06.06.2018 | Ausstellungen, KRITIKEN

WIEN / Kunsthistorisches Museum:
DIE EREMITAGE ZU GAST
Meisterwerke von Botticelli bis van Dyck
Vom 6. Juni 2018 bis zum 2. September 2018

Hoher Besuch

Hoher Besuch, und das in doppeltem Sinn. Erstens kam die Eremitage, eines der größten Kunstmuseen der Welt, mit 14 Spitzenwerken in das Kunsthistorische Museum. Und zweitens war das auch dem Präsidenten der Russischen Republik anlässlich seiner politischen Gespräche in Wien einen Besuch im KHM wert. Denn Kunst diente einst und jetzt der Repräsentation – aber mehr noch, wie Mikhail Piotrovsky, der Generaldirektor der Staatlichen Eremitage, feststellte, der Diplomatie: Kunst nicht als Dekoration, sondern als Aushängeschild im besten Sinn. Das der aktuellen Politik etwas Entscheidendes voraus hat: Dauer.

Von Renate Wagner

Die Romanows und die Habsburger Die Romanows im Osten, die Habsburger in Mitteleuropa, beide Dynastien haben zumindest die europäische Geschichte entscheidend mitgeschrieben. Was ist von ihnen geblieben? Ihre Paläste und ihre Kunstsammlungen. Besitztümer, die von den Nachfolgern sehr gerne übernommen werden, weil sie – besonders die Kunst – weitgehend ideologisch unbelastet sind. Und weil sie ihren Wert über die Fährnisse der historischen Ereignisse hinaus behalten. So „wohnt“ die Eremitage in St. Petersburg (in schier unglaublicher Größe) an der Newa, in Palastfluchten, die Zarin Katharina bauen ließ, und das Kunsthistorische Museum in Wien in jenem Gebäude an der Ringstraße, das die Habsburger ihren Gemälden (und anderen Schätzen) zuteilten. Beide Häuser gelten neben dem Louvre in Paris, der National Gallery in London und dem Metropolitan Museum in New York zu den Spitzenhäusern der Welt, ein „must see“ für Kunstfreunde. Dass die Beziehung zwischen Wien und St. Petersburg extrem gut ist, nicht nur in Bezug auf Leihgaben für Ausstellungen, sondern auch in wissenschaftlicher Zusammenarbeit und gemeinsamen Projekten, das beweist diese Ausstellung (noch dazu, wenn die Wirtschaftsmächte der jeweiligen Länder als Sponsoren dahinter stehen und damit vieles erleichtern…).
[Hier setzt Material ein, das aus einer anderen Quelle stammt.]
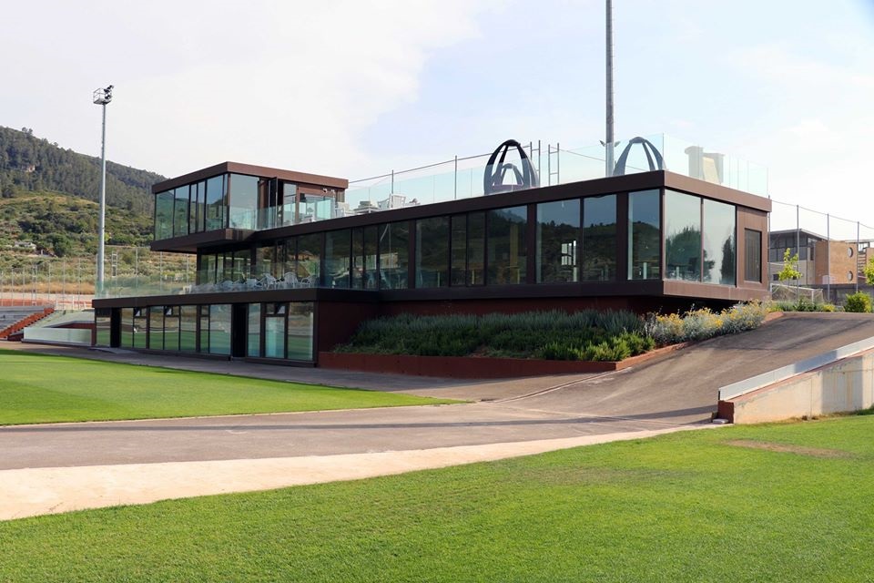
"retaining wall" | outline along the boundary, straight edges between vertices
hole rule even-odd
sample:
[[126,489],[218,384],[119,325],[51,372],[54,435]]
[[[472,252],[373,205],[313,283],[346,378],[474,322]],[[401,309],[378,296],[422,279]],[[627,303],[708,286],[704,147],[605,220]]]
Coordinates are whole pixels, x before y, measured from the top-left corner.
[[867,409],[874,404],[874,350],[719,402],[720,417],[763,423]]

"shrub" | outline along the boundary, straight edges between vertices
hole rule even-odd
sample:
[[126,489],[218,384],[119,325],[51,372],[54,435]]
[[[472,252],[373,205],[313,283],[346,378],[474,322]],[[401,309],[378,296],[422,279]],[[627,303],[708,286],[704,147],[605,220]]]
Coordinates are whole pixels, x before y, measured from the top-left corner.
[[864,292],[850,293],[844,301],[844,312],[869,312],[871,298]]
[[767,306],[758,302],[738,303],[718,313],[704,308],[690,310],[683,316],[651,314],[646,320],[646,335],[659,345],[705,340],[757,328],[767,314]]

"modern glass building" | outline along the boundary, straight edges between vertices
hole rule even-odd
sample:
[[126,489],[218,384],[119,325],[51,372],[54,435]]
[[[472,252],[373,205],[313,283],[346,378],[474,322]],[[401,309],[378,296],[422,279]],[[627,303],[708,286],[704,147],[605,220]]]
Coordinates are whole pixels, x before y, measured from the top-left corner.
[[95,300],[98,344],[314,365],[365,319],[720,306],[767,291],[766,198],[664,169],[411,204],[226,162],[157,184],[181,293]]

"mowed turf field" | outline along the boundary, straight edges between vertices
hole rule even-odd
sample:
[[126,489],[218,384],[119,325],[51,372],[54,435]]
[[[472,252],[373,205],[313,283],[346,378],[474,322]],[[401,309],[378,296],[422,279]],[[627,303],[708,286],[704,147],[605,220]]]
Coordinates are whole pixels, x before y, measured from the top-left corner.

Zwei Kaiserinnen Die beiden Frauen, Kaiserinnen, absolute Herrscherinnen, die hinter ihren Museen stehen, begrüßen die Besucher im KHM auf zwei mächtigen, prächtigen Gemälden: Katharina (1729-1796), die ehemals deutsche Prinzessin, von Friedrich dem Großen nach Russland geschickt, um Zarengattin zu werden, ließ sich schon gleich nachdem sie sich 1762 zur Zarin „geputscht“ hatte, von dem dänischen Maler Vigilius Eriksen in aller Pracht und mit danebenliegender Krone (außerdem auch im Spiegel zu sehen, also quasi doppelt) malen: ein Repräsentationsbildnis erster Ordnung. Maria Theresia (1717-1780), die 1740 nach dem Tod ihres Vaters zur Herrschaft kam, ist hingegen als die würdige Witwe zu sehen, als die sie Anton von Maron 1773 gemalt hat – doch fern der Alters-Resignation, in gespannter Haltung, aufmerksamer Miene. Durfte ihr Sohn auch „mitregieren“, sie war noch immer die Herrscherin… Und dass zwischen Weltreichen wie Russland und der Habsburger-Monarchie damals Spannungen herrschten, wen wundert es? Ein Problem, das das heutige kleine Österreich mit dem großen Russland nicht mehr hat…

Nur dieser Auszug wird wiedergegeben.